Dem rep. calls for new probe of Jill Kelley, Gen. Allen emails

Rep. Jackie Speier says the Pentagon inspector general did not thoroughly investigate the thousands of exchanges

Topics: Jill Kelley, Jackie Speier, David Petraeus, Gen. John Allen, Paula Broadwell,

Dem rep. calls for new probe of Jill Kelley, Gen. Allen emails (Credit: AP Photo/Chris O'Meara)

Rep. Jackie Speier, D-Calif., has called for a renewed investigation into potentially inappropriate emails exchanged between socialite Jill Kelley and Gen. John Allen.

“The fact that they didn’t even pursue accessing the private e-mails is very disturbing to me,” Speier said of the Pentagon’s inspector general report on the matter, in an interview with USA Today. “Because it would suggest that it was an incomplete investigation at the very least. At the worst: [they were] intentionally not pursuing an investigation into whether or not there was an inappropriate relationship, secrecy, national-security breaches. Classified information.”

The emails in question were the  thousands of exchanges between Gen. Allen and Kelley.

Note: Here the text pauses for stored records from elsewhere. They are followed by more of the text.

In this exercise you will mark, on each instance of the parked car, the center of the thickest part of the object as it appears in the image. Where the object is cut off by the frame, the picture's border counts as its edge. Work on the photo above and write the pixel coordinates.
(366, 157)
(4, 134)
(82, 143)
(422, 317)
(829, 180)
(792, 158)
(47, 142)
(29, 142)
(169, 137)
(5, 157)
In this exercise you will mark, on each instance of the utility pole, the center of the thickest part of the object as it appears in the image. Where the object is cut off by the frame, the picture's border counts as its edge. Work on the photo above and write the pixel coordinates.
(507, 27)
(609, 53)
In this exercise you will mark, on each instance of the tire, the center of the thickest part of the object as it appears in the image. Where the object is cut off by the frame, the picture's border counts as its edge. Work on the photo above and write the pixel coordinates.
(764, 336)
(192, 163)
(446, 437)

Kelley was pulled into the spotlight when she complained to the FBI about harassing emails, eventually revealed to have been sent by David Petraeus’ biographer Paula Broadwell, which eventually led to revelations that Petraeus and Broadwell were having an affair.

From USA Today:

The FBI initially looked at Allen’s case and referred it to the Pentagon for further review. The inspector general told Speier that Allen and Kelley exchanged 3,000 e-mails from July 2010 to July 2012 on his government account. Allen served at Central Command from 2008 until July 2011 when he became the top commander in Afghanistan. Of those e-mails, 41 were reviewed more thoroughly, Speier was told.

“So that’s two years, 1,500 e-mails a year,” Speier, who sits on the House Armed Services Committee, said. ”I don’t think I communicate with my husband by e-mail more than 150 times a year. That’s a lot of e-mails. This is a four-star general in the middle of a war zone. The most disturbing part of my discussion with them was that they requested access to his private e-mail and were denied access and took it no further.”



Since the Petraeus scandal broke, Kelley has sued the Pentagon and the FBI, alleging that after she filed a complaint about the Broadwell emails, both agencies violated the Kelleys’ privacy rights, leaked false and defamatory information, and generally engaged in “damaging leaks, cavalier sexual innuendo, old-fashioned ‘blame the victim’ discrimination, and other privacy violations and slander of the Kelleys by government officials [that] were not authorized conduct within the scope of those officials’ employment.”